Quantitative evaluation of CryoCRAB’s SNR distribution. (a) Scatter plot comparing the SNR of even and odd micrographs, demonstrating a consistent linear relationship with similar SNR values for both. (b) Scatter plot for full micrographs vs. even-odd micrographs, illustrating that full micrographs have a higher SNR, approximately twice the value of even-odd micrographs. (c) Histograms of the SNR (in dB) distribution for full, even, and odd micrographs, showing that the SNR of cryo-EM micrographs follows a Gaussian distribution, where SNR in dB is calculated by \({{\rm{SNR}}}_{db}=10{\log }_{10}({\rm{SNR}})\).

SNR relation between full and even-odd micrographs

Raw cryo-EM images are captured using high-speed (~100 FPS) direct detector devices (DDD) as stacks of frames. Full micrographs are generated by averaging all motion-corrected frames, while even-odd micrographs utilize only half of the frames (either even or odd frames). Due to this difference in frame averaging, noise is reduced approximately twice as much in full micrographs compared to even-odd micrographs. To quantify this relationship, we analyzed SNR scatter plots for full-even and full-odd micrograph pairs as shown in Fig. 9(b). The plots demonstrate that full micrographs consistently exhibit an SNR that is approximately twice (one time higher than) that of even-odd micrographs, which aligns with theoretical expectations based on noise reduction properties of frame averaging.
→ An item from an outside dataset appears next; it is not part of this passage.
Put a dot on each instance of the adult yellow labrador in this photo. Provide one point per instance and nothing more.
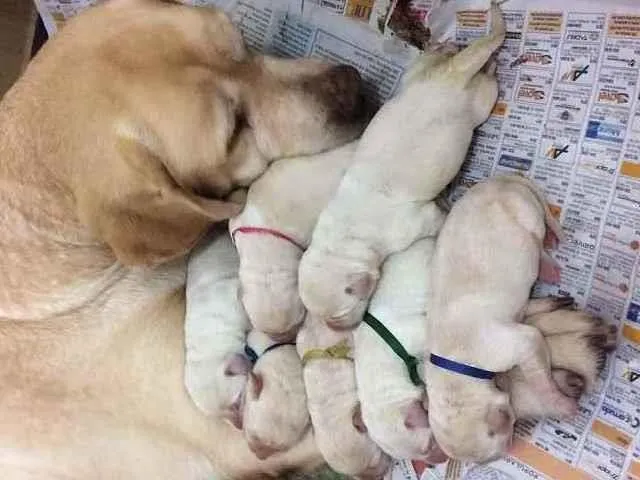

Gaussian estimation of cryo-EM SNR distribution

We present three histograms of the SNR for CryoCRAB full-even-odd micrographs in Fig. 9(c). The histograms show that the SNR of cryo-EM micrographs can be well approximated by the Gaussian distribution, where \(\,{\rm{SNR}}(M) \sim {\mathcal{N}}(\mu ,\sigma )\), \(\,{\rm{SNR}}\,\,({M}_{e}) \sim {\mathcal{N}}({\mu }_{e},{\sigma }_{e})\) and \(\,{\rm{SNR}}({M}_{o}) \sim {\mathcal{N}}({\mu }_{o},{\sigma }_{o})\). This Gaussian behavior is consistent across all three micrograph types, with the full micrographs exhibiting a higher mean SNR value (μ) compared to even (μe) and odd (μo) micrographs. The standard deviations (σ, σe, σo) exhibit minimal variation due to the properties of the logarithmic transformation applied on raw SNR.